Speaker
Description
We present a general model concept and a flexible software framework for the description of plant-scale soil-root interaction processes including the essential fluid mechanical processes in the vadose zone. The model is developed in the framework of non-isothermal, multi-phase, multi-component flow and transport in porous media. The software is an extension of the open-source porous media flow and transport simulator \dumux to embedded mixed-dimensional coupled schemes. Our coupling concept allows us to describe all processes in a strongly coupled form and adapt the complexity of the governing equations in favor of either accuracy or computational efficiency. We present the necessary numerical tools to solve the arising strongly coupled non-linear PDE systems with a locally mass conservative numerical scheme even in the context of evolving root architectures.
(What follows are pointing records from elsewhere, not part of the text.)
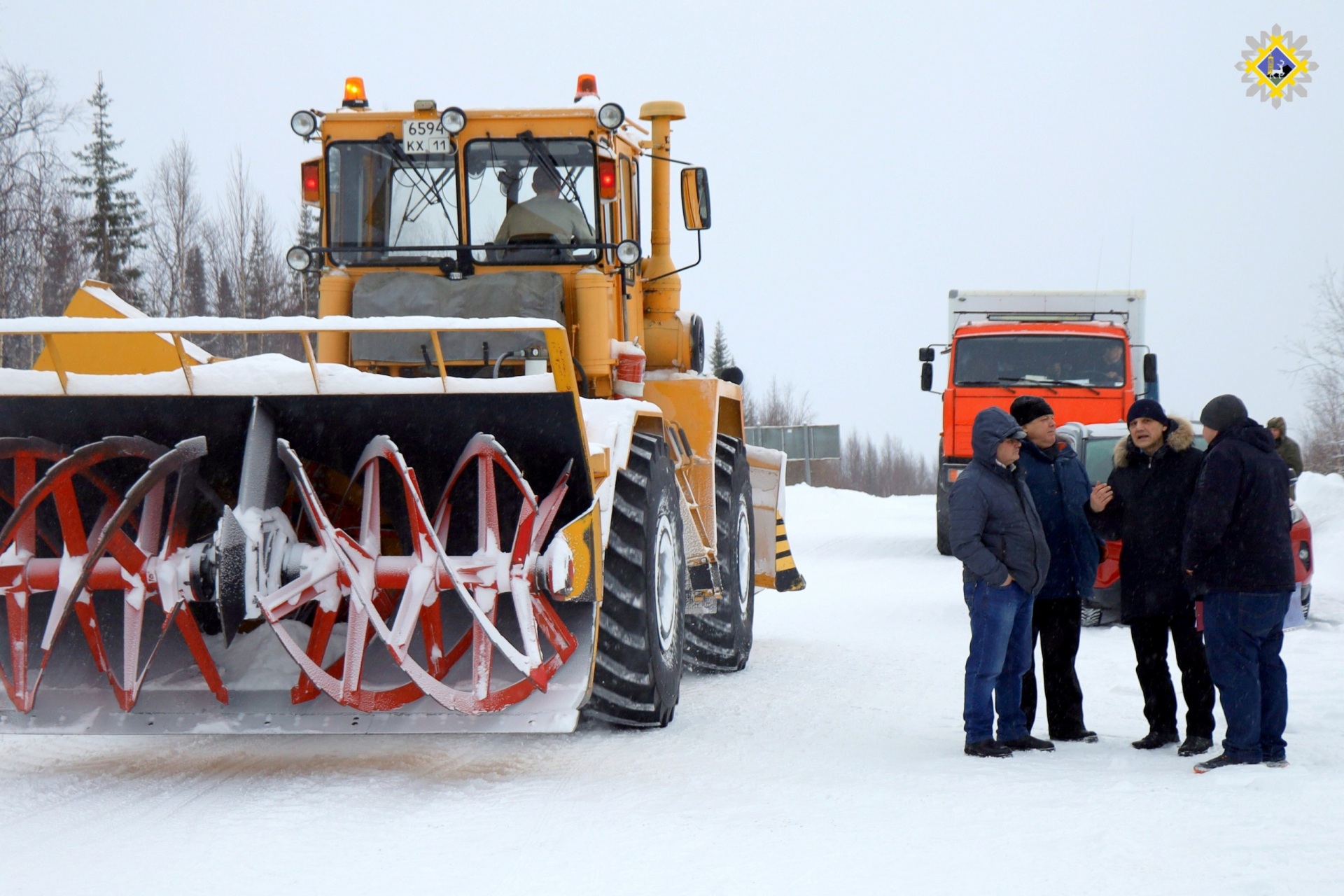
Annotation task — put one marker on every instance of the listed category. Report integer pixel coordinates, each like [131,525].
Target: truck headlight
[610,115]
[302,122]
[454,120]
[628,251]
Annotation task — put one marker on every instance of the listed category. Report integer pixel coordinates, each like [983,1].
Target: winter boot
[1221,761]
[1195,746]
[988,750]
[1027,742]
[1155,739]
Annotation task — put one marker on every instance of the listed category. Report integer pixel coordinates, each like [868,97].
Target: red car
[1096,445]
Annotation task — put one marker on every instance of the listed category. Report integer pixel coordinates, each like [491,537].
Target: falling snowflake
[1276,66]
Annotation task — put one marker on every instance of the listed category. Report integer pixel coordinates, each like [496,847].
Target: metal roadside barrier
[806,442]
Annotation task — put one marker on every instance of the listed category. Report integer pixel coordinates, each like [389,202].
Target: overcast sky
[864,158]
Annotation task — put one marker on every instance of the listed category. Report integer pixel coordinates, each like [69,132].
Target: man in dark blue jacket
[996,533]
[1145,504]
[1059,488]
[1238,554]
We demonstrate the model concept and its features discussing a virtual hydraulic lift experiment including evaporation, root tracer uptake on a locally refined grid, the simultaneous simulation of root growth and root water uptake, and an irrigation scenario comparing different models for flow in unsaturated soil. We analyze the impact of evaporation from soil on the soil water distribution around a single plant's root system. Further, we show that locally refined grids around the root sytem increase computational efficiency while maintaining accuracy. Finally, we demonstrate that the assumptions behind Richards equation may be violated under certain conditions.